Global warming is not a new phenomenon, but rather a change that came about as a consequence of the rise of industrialisation. Since then, it has been accelerating- as the rate of temperature increase has nearly doubled in the last 50 years, and the situation has faced exacerbation in the 21st century. The recent reports on climate change scream of impending doom for humanity. We are no longer in the era where we may sit around and wait as this change unravels, we have entered a crisis that soon-if continues growing at the current pace, will become irreversible.
Climate change is an occurrence that is not exclusive to any region, it has reached every corner and nook of the land on this earth. Despite this, we must understand here that a rise in temperature is not uniform everywhere. When we talk about a 1.5 ̊C increase, we mean the average temperature increase of the Earth. The poles, for instance, are warming at a much faster pace than others. So, when we say that a rise of this nature in the temperature is like pandora’s box, waiting to unravel into a series of negative effects on the environment and humanity as a whole, we mean the average temperature, as some places have already crossed the 1.5 ̊C mark.
The IPCC (Intergovernmental Panel on Climate Change) is a body of the UN that seeks to provide scientific information regarding climate change by studying over 14,000 reports and studies on the subject. Their latest report (dated 9th Aug, ’21) has declared the situation a literal “code red for humanity”. If that sounds terrifying, that’s because it is. These detrimental effects are being experienced at an unprecedented level. In 2019, atmospheric carbon dioxide concentrations were higher than at any time in at least 2 million years. The global mean sea levels have risen rapidly. Additionally, the greenhouse gas emissions being produced are quite literally choking our planet and species. And unsurprisingly, human activities are the root cause of all these threatening problems, with the first line of the report summary reading: "It is unequivocal that human influence has warmed the atmosphere, ocean and land." There is no longer a need for terms to describe the causes such as, ‘it's very likely’ or ‘there’s a chance..’ as the IPCC itself is entirely certain about humans being to blame.
What will actually go wrong as the temperature rises further? We all must see the news of the forest fires spreading uncontrollably in California every few weeks and even those of severe droughts in places. We have even been on the receiving end of extreme heat waves during summer, leaving us parched and sweating. Well, it's going to be all that, but worse.

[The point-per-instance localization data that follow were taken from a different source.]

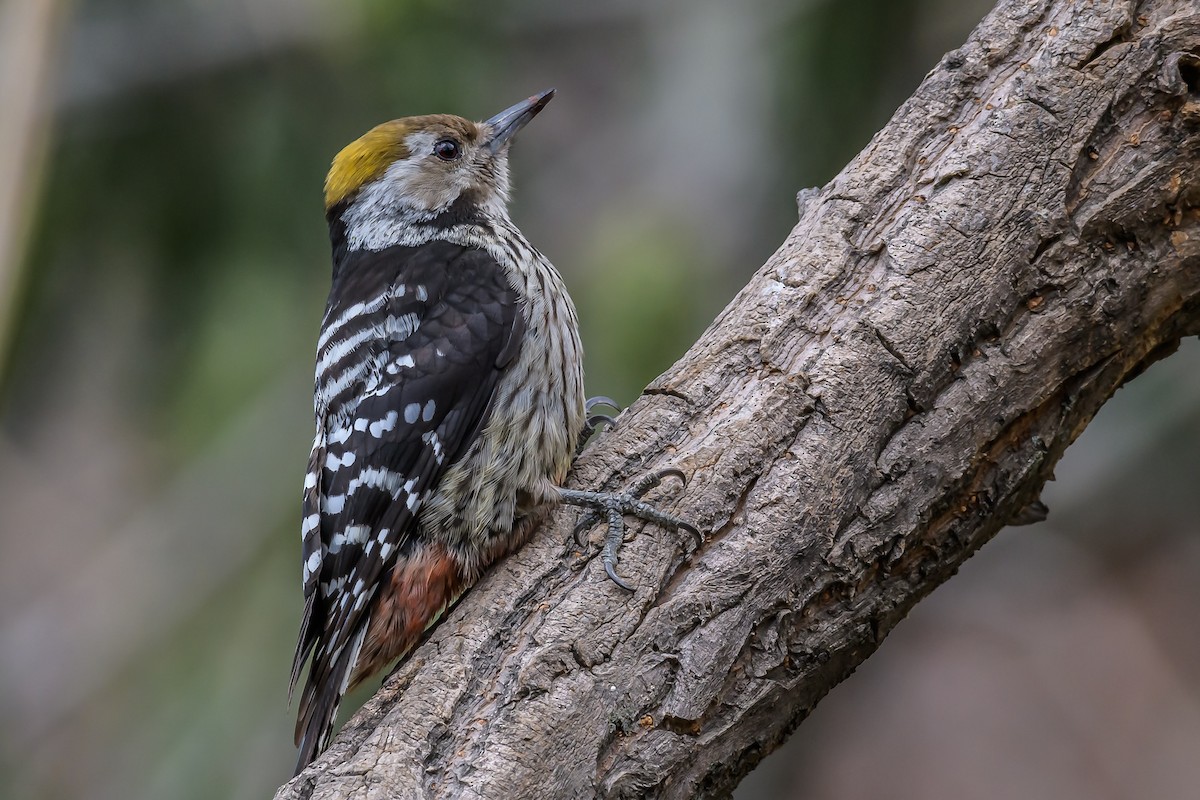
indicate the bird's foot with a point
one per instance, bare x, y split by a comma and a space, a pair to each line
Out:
593, 421
613, 506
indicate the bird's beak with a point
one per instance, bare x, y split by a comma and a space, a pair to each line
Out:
504, 125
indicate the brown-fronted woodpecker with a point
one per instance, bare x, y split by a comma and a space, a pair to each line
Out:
449, 400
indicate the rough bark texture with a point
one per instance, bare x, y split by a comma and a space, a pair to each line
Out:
888, 391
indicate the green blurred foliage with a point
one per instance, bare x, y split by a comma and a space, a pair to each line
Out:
179, 263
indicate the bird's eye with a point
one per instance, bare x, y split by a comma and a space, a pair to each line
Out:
447, 150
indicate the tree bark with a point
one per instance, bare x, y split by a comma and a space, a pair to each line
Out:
892, 388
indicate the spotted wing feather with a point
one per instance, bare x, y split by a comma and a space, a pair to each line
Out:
423, 370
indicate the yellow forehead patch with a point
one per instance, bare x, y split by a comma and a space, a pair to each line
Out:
365, 160
369, 156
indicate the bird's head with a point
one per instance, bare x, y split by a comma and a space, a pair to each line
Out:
420, 167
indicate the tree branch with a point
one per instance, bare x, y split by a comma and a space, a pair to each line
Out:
889, 390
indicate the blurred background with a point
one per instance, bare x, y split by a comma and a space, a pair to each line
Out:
163, 264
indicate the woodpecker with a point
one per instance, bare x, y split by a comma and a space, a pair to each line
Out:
449, 400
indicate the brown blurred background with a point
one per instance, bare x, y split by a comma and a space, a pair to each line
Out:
163, 263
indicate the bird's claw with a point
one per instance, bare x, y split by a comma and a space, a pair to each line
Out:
593, 421
613, 506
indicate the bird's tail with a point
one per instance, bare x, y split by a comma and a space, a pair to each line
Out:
322, 697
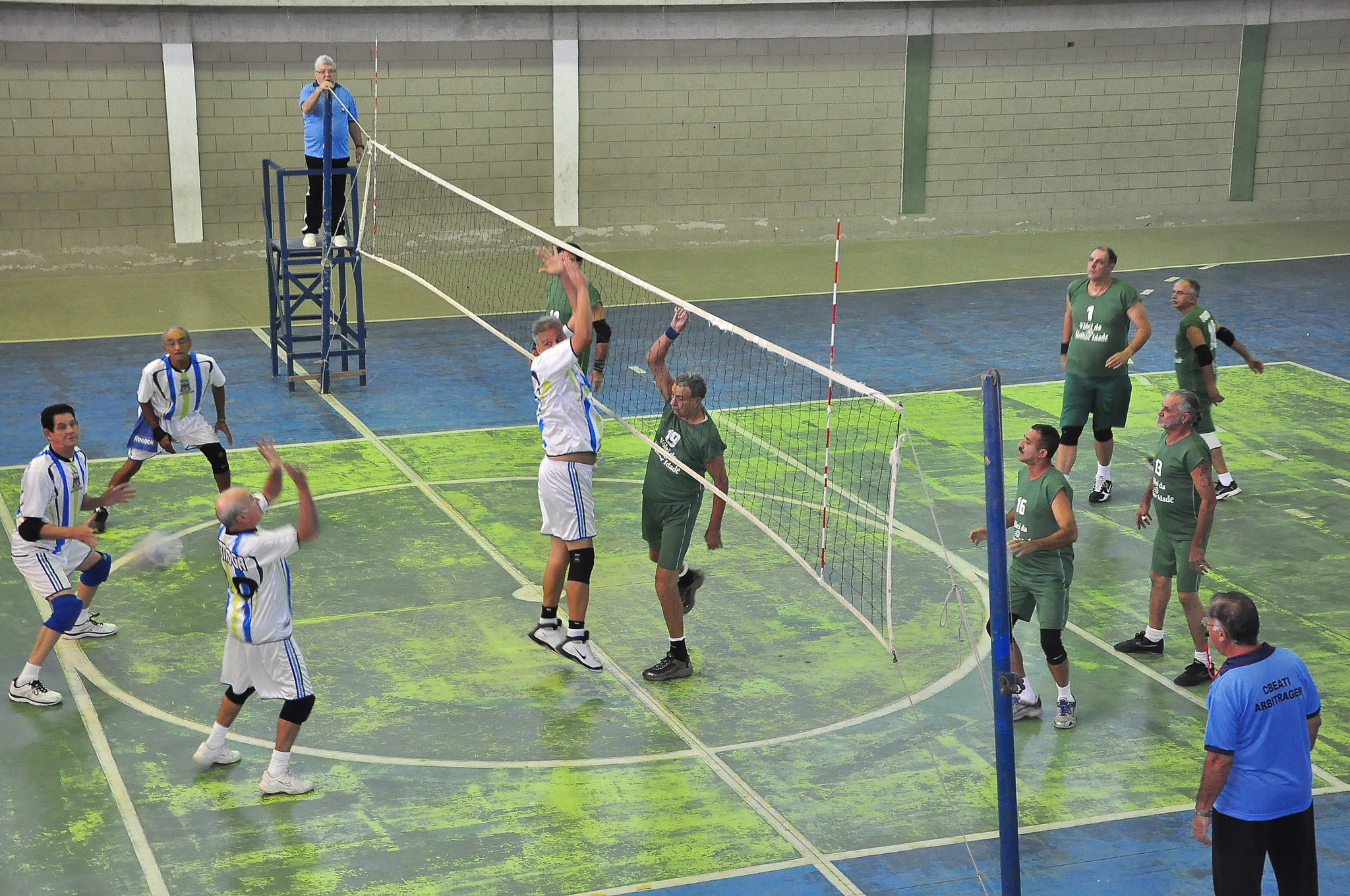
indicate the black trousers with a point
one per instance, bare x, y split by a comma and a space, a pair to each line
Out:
1241, 848
315, 198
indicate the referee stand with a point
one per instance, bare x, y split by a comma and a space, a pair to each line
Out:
308, 288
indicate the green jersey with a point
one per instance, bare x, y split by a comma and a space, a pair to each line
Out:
1033, 517
556, 304
1175, 498
694, 444
1189, 366
1101, 327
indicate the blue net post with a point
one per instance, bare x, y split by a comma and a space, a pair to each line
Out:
327, 265
1005, 683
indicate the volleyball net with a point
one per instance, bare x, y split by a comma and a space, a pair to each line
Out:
820, 462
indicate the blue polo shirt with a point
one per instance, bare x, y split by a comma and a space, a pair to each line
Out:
1258, 714
315, 122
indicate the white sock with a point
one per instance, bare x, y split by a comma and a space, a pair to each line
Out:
279, 763
218, 737
30, 674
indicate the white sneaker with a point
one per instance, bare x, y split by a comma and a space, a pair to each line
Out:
578, 651
285, 783
33, 692
548, 636
91, 628
224, 756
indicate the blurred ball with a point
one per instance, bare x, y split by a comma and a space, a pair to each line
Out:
161, 548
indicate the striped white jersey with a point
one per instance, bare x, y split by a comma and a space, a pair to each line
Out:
569, 420
258, 596
53, 489
176, 395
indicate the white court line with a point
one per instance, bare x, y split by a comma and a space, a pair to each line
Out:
71, 655
748, 794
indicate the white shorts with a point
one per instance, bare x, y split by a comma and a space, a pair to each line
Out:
191, 432
50, 573
276, 668
565, 499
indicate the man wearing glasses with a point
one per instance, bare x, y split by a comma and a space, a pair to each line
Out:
1198, 339
1256, 794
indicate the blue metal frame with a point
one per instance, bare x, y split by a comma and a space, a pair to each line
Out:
297, 275
1001, 627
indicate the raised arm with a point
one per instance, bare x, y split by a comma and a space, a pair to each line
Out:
662, 347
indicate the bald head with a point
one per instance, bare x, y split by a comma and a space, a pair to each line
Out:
231, 505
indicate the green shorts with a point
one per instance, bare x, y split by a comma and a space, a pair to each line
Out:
668, 529
1047, 596
1172, 557
1106, 399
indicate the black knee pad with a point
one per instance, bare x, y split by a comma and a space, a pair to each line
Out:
238, 699
296, 712
581, 563
215, 454
1052, 641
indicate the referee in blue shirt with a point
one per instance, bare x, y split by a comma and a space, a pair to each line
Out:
1256, 794
343, 127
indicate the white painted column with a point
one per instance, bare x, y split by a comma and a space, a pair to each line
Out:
184, 159
566, 131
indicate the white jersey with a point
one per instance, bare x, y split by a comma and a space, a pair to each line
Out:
569, 420
258, 598
53, 490
176, 395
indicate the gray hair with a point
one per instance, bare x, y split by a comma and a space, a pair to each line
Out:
695, 385
1237, 613
1189, 404
546, 323
229, 515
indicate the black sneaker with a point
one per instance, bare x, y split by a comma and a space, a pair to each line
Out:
1101, 491
1138, 644
668, 668
689, 583
1195, 674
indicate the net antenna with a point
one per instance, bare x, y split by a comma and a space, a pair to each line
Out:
769, 403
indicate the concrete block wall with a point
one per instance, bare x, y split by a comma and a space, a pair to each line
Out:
475, 114
1025, 122
736, 128
84, 146
1303, 138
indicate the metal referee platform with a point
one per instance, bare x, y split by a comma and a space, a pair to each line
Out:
316, 291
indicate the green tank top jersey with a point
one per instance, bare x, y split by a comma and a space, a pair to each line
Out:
1189, 366
694, 444
1033, 517
1101, 327
556, 304
1176, 502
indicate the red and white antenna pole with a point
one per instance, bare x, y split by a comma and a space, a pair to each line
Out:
829, 395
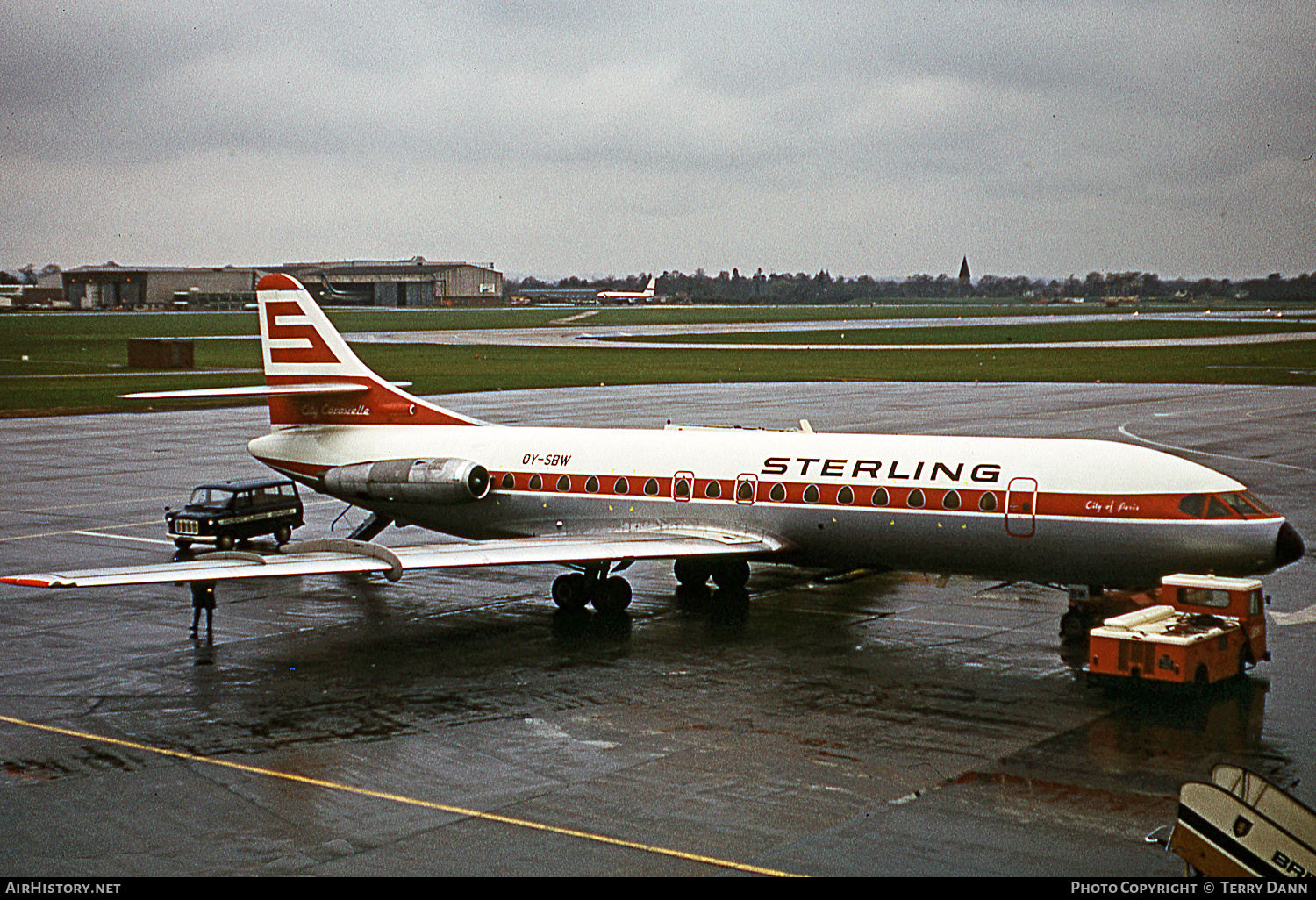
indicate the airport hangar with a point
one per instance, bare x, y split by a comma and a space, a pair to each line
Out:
411, 283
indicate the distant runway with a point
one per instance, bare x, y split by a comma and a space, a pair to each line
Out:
576, 332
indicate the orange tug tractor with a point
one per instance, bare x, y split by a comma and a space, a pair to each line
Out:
1202, 629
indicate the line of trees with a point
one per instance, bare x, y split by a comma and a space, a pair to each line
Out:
823, 289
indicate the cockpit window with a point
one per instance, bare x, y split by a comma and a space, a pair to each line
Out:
1250, 497
1241, 504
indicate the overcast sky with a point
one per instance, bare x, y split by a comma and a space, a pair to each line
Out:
571, 137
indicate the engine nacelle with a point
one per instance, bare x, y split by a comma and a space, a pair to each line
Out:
411, 481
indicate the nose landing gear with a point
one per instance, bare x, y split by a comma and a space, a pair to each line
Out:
608, 595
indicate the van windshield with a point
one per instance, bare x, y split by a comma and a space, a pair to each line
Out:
210, 497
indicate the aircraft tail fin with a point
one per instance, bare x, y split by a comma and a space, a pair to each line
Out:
304, 352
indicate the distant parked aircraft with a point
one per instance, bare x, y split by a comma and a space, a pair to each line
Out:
647, 294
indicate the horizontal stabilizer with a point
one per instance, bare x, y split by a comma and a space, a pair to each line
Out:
252, 391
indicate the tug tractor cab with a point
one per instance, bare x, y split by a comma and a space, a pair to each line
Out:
1202, 629
233, 512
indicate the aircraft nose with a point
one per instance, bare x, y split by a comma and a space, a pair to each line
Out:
1289, 545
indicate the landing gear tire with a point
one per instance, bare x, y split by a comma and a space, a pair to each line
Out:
692, 571
731, 574
612, 596
570, 591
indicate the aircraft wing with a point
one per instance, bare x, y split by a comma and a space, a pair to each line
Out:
339, 557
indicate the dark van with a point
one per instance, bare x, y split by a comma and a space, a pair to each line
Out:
236, 511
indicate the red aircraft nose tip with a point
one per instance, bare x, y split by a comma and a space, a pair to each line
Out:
1289, 545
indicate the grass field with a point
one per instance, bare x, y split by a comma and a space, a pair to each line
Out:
78, 362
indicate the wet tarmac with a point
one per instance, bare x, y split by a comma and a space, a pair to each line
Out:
455, 724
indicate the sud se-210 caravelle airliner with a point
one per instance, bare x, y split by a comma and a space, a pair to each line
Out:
595, 500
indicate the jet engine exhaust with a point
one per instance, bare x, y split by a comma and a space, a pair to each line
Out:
411, 481
1289, 545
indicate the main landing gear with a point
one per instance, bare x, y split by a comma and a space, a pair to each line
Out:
610, 595
728, 604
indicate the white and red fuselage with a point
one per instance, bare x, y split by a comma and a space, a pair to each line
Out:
1045, 510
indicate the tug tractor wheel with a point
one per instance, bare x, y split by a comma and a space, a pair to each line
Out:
1073, 625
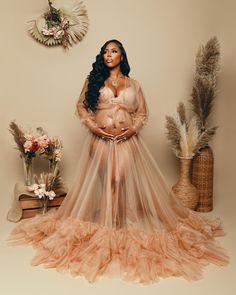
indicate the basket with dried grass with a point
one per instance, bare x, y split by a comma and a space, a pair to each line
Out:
203, 95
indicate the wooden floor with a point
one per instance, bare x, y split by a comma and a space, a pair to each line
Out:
18, 277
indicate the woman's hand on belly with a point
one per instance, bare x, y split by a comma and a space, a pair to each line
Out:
100, 132
126, 134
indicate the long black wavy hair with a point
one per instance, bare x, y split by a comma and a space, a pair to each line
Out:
101, 72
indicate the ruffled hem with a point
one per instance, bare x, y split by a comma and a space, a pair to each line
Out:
91, 250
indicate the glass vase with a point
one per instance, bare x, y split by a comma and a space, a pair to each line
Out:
28, 170
44, 206
52, 167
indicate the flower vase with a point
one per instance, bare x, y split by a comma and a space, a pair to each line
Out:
184, 190
44, 206
28, 170
52, 167
202, 178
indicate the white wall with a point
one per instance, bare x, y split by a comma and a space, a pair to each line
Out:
40, 85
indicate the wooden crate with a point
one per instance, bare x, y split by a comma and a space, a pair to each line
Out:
31, 205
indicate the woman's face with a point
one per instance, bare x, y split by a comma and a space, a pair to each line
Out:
112, 55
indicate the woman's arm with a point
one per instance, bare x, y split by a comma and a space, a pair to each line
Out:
88, 118
141, 113
139, 116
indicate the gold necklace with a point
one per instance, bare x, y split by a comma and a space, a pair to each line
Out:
114, 82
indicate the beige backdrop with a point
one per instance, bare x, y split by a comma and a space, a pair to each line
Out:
40, 85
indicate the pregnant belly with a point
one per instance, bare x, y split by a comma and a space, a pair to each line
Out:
113, 121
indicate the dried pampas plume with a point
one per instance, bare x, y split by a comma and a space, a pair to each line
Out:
204, 88
173, 133
18, 136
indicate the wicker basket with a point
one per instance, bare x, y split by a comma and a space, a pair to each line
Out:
202, 178
184, 190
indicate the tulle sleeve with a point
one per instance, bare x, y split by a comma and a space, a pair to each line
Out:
141, 113
86, 116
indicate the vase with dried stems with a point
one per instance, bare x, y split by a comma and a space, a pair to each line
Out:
184, 189
203, 95
184, 136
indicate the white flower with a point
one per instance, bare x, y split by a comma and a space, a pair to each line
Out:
57, 155
29, 137
40, 193
33, 187
27, 145
51, 195
59, 34
43, 141
65, 23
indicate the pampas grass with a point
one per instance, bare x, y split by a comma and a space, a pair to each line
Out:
52, 181
18, 136
182, 134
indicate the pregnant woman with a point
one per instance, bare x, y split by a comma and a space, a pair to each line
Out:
120, 218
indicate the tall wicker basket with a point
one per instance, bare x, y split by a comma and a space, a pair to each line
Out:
184, 190
202, 178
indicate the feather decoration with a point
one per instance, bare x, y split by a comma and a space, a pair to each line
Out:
204, 88
78, 24
181, 113
204, 138
173, 134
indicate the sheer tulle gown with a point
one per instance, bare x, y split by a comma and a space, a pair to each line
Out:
120, 218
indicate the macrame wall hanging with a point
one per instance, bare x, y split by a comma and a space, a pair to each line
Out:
63, 26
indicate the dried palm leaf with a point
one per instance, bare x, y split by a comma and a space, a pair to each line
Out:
207, 59
18, 136
182, 113
173, 133
204, 138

Many of these consequences are already in the course of action, and cannot be stopped. The ice caps in the polar regions have been slowly melting for a long time and now, the summertime sea ice that tops the Arctic Ocean is expected to completely disappear at least once by 2050 (and that’s the best-case scenario). The Arctic region, in fact, is the fastest-warming area on our Earth. This phenomenon, no matter how many miles away, is not disconnected from our reality and will have noticeable impacts on our lives. These ice-covered regions which reflect heat back into space once balanced out the parts of the world that absorb heat. Less ice will lead to less reflected heat i.e., intense heatwaves and even more extreme winters due to the destabilisation of the polar jet stream (a high-pressure wind that circles the Arctic region.) Heatwaves and unpredictable weather due to ice loss also make us susceptible to significant crop damage, on which global food systems depend. This makes vulnerable communities even more so due to the possibility of higher prices caused by such instability.
The ground that is permanently frozen- known as Permafrost- is a storage ground for methane (a greenhouse gas). The melting of this ground will further the release of methane, resulting in even a faster warming rate- which, in turn, will cause more ice to melt, releasing even more of the gas- like an endless cycle. This melting also gives way to darker waters being exposed, which absorb solar radiation thus causing more warming. The warming of these waters is also detrimental to aquatic life which is not suited to survive in warmer waters.
Melting of polar ice means an increase in mean sea levels- which, according to the IPCC, are bound to rise about 6 to 10 feet no matter what. This can cause disastrous floods, posing danger to coastal communities. The mark of an average 1.5 ̊C increase in the temperature is expected to be crossed within the next two decades.
However, these effects can be halted- to an extent, at least. We cannot stop these repercussions from intensifying over the next 20-30 years, but we have a window- a short one, that will close soon- to lessen their magnitude in the future that awaits us. Some of these effects are “locked-in”, according to the report. To prevent this from exacerbating, the world is in dire need of countries making a coordinated effort to put carbon dioxide emissions to a stop by 2050, which can only be done if the use of fossil fuels is ceased. If this is achieved, we would be able to stop warming at the 1.5-degree level.
There is no room for mistake or apathy at this point, as a failure in immediate action entails an unfathomable increase in temperatures as compared to the pre-industrial era. Each additional degree carries the burden of irreversible damage to the planet. As for us, we must wait and see as to how countries respond to this report and subsequently meet at Glasgow for a UN summit in November to discuss the reduction of emissions. The climate crisis is the defining challenge of our generation, the only question is- can we win this race?